Yes, Ultimatum is basically more of the same, but so what? This is not the sort of movie to get hung up on plot development. When Leito and Tomasso are jumping and kicking and driving cars into government office buildings, Ultimatum is a lot of good, clean fun. Regrettably, Ultimatum occasionally finds it necessary to bring the action to a screeching halt to make awkward political statements, like the recurring Haliburton references that are eye rollingly lame.

Ultimatum’s Kumbaya moment when all of District 13’s ethnic gangs, including the white power skinheads, join forces to save the neighborhood, also stretch the generous allowances afforded to action films. (And who knew all French Neo-Nazis really wanted was more social welfare spending for the inner cities?) Fortunately, Leito and Tomasso recruit one cool new ally: Tao, the leader of the Chinese gang who fights with a razor attached to her ponytail. She can stay for the third film.

As Leito and Tomasso, Belle and Cyril Raffaelli, make quite credible action leads. They have a good physical presence and display some nice screen chemistry together. They can definitely jump, kick, tumble, and fall, as well. Likewise, Elodie Yung’s Tao has the right moves and the perfect sneer for a legit action femme fatale. Refreshingly, Philippe Torreton also brings some dignity and gravitas to proceedings, portraying the French President as a decent person, rather than a bumbler or a knave.

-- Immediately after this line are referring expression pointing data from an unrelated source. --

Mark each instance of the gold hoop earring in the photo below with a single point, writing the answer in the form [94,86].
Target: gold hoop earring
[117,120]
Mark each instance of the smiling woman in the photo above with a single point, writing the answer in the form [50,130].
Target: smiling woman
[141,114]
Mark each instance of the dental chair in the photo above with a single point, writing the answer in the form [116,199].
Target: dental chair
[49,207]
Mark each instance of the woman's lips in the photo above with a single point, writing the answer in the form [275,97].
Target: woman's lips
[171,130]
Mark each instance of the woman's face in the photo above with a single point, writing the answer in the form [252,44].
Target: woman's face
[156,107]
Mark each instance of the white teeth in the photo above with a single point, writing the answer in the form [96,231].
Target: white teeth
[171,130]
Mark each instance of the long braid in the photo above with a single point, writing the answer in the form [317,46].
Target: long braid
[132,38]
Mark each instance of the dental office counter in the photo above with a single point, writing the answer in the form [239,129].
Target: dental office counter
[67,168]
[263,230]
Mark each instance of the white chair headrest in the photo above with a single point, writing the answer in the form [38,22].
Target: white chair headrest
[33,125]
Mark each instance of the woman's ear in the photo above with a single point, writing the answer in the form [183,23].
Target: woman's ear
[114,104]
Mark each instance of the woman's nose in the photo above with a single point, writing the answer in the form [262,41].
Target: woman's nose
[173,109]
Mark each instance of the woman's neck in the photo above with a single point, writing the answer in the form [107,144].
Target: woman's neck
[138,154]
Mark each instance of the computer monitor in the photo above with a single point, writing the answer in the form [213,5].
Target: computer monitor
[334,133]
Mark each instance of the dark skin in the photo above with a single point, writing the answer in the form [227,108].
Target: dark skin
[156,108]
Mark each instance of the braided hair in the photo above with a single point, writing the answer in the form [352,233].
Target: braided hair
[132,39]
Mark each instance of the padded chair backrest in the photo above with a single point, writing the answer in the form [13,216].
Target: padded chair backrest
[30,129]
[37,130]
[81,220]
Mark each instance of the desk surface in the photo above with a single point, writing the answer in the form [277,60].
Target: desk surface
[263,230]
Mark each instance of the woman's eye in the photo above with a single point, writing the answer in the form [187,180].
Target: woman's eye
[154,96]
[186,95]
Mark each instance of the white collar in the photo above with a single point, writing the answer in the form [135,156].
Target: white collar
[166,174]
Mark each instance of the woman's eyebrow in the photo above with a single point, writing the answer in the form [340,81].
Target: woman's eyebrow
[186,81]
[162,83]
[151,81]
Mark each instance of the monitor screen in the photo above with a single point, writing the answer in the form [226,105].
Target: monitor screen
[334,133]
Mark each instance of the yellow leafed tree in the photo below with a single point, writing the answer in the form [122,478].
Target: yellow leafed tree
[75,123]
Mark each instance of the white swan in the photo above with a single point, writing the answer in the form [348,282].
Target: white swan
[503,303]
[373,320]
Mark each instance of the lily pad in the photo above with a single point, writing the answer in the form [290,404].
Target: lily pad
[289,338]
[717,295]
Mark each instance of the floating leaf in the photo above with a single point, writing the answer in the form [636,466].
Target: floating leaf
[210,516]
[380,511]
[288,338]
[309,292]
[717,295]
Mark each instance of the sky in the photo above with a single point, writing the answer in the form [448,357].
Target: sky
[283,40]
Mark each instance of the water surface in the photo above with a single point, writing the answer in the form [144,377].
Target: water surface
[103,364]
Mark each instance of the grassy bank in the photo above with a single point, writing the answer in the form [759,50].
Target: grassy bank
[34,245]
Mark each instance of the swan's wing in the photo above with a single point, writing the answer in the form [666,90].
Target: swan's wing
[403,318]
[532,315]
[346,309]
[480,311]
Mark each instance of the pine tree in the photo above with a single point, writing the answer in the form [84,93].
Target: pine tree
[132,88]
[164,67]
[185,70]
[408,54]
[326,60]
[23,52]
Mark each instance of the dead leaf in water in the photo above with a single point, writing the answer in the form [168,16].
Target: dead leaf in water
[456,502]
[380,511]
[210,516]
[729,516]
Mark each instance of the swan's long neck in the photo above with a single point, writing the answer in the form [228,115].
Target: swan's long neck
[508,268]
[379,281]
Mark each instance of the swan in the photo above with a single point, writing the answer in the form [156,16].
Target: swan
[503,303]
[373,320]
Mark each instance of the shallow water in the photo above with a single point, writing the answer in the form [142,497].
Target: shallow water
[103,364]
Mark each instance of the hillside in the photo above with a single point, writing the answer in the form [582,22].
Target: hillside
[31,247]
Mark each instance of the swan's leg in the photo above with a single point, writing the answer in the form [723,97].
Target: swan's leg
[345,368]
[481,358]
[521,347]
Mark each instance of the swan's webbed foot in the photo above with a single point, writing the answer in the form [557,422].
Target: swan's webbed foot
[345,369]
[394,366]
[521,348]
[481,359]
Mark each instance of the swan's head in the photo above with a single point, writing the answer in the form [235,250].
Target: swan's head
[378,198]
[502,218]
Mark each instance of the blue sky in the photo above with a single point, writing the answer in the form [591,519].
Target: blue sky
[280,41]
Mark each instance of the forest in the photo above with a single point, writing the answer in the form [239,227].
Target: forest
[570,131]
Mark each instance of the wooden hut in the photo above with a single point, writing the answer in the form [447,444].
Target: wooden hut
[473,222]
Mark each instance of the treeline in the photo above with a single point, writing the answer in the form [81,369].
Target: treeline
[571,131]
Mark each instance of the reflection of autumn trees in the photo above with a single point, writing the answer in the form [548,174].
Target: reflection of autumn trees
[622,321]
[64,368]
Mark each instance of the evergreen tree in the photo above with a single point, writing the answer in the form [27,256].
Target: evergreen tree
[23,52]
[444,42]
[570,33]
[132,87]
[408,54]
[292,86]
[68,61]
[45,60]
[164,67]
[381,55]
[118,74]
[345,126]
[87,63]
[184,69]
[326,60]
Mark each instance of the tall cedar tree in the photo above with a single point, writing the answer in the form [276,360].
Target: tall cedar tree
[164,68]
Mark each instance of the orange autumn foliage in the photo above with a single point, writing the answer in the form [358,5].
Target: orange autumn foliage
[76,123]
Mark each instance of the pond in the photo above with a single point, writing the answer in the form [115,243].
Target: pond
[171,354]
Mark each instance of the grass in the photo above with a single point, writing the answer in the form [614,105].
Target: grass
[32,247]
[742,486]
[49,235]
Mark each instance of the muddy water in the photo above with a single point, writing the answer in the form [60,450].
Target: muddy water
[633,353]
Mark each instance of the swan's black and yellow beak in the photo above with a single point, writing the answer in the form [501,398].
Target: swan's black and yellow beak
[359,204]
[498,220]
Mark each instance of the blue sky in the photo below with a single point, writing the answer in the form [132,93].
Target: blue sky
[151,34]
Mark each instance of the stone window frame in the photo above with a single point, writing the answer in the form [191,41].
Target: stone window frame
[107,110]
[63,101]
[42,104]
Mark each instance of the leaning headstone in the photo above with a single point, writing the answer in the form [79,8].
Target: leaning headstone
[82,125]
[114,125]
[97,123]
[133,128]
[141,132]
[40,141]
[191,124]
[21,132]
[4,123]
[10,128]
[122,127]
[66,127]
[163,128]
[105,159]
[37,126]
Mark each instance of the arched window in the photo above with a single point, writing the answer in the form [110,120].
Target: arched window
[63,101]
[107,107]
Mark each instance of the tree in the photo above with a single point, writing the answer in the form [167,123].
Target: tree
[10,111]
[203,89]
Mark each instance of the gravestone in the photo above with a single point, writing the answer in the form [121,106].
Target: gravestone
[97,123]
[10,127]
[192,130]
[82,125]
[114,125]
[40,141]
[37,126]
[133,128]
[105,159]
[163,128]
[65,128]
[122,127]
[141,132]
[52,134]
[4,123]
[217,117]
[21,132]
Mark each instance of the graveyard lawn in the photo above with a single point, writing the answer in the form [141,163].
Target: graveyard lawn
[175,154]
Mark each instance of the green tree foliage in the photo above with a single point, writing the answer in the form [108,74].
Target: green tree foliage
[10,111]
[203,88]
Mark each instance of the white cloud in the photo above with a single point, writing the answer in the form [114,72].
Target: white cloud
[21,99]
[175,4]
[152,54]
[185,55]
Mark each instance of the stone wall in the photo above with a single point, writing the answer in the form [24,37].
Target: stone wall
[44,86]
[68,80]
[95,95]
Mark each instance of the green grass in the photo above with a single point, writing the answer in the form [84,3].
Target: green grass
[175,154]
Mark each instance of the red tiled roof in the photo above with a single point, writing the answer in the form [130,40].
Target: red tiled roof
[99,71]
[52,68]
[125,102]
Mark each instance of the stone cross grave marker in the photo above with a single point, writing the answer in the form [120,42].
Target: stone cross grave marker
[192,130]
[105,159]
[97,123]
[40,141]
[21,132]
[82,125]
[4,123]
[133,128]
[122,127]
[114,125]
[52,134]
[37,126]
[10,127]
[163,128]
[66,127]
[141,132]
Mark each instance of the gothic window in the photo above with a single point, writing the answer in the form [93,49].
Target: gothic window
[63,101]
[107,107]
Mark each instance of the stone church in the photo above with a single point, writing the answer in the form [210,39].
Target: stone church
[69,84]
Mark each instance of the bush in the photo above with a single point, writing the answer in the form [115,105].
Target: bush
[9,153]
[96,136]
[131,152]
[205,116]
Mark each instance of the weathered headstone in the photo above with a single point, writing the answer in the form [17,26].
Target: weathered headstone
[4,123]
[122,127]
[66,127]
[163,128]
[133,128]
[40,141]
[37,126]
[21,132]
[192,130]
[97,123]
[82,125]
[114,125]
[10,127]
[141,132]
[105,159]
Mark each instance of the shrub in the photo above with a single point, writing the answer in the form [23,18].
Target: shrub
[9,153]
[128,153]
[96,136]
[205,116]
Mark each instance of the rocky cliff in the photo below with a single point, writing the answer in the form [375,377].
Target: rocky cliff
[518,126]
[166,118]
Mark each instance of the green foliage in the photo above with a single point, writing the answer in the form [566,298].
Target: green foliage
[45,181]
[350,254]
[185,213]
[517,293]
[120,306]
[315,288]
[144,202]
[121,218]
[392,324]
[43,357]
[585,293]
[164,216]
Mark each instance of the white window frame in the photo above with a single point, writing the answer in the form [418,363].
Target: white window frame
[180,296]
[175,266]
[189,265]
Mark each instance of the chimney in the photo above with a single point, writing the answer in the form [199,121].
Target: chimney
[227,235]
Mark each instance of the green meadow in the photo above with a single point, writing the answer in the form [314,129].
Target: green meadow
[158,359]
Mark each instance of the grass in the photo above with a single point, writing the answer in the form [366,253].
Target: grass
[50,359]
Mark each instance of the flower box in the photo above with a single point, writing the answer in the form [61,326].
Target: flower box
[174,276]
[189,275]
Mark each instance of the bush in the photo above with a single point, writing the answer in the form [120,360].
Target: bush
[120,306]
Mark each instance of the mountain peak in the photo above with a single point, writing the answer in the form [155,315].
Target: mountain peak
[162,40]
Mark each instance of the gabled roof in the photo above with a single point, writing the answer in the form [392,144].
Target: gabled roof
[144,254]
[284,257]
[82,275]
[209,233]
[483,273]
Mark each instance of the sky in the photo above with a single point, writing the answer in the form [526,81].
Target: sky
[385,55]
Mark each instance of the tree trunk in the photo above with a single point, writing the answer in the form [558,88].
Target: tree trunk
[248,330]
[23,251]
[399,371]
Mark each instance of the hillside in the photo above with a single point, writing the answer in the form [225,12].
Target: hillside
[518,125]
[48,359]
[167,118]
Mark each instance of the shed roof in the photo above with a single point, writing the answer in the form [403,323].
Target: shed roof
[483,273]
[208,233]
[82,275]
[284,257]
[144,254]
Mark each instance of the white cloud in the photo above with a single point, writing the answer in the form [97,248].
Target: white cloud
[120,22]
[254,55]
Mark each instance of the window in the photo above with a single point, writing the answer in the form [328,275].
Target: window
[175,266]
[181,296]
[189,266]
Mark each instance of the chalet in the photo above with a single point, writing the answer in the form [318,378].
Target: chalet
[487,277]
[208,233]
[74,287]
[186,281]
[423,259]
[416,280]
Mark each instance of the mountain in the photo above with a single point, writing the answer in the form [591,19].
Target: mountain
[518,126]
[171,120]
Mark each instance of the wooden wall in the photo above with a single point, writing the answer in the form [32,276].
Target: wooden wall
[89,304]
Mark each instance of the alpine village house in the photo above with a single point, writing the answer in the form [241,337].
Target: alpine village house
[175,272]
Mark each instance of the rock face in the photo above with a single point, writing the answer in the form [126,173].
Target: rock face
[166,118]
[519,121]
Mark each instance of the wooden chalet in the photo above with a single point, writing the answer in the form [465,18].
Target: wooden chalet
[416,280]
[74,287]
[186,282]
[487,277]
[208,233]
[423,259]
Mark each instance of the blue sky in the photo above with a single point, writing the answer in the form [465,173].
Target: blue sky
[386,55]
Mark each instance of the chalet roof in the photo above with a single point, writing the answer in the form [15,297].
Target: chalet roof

Replacing Pierre Morel in the director’s chair, Alessandrin never matches the frenetic pace of the first film (or at least its first twenty minutes), but he still keeps the parkour coming fast and furious. Released as part of Magnet’s 6-Shooter series of international genre films, Ultimatum delivers plenty of well choreographed stunts and fight sequences that should certainly satisfy fans. It opens Friday (2/5) in New York at the Village East.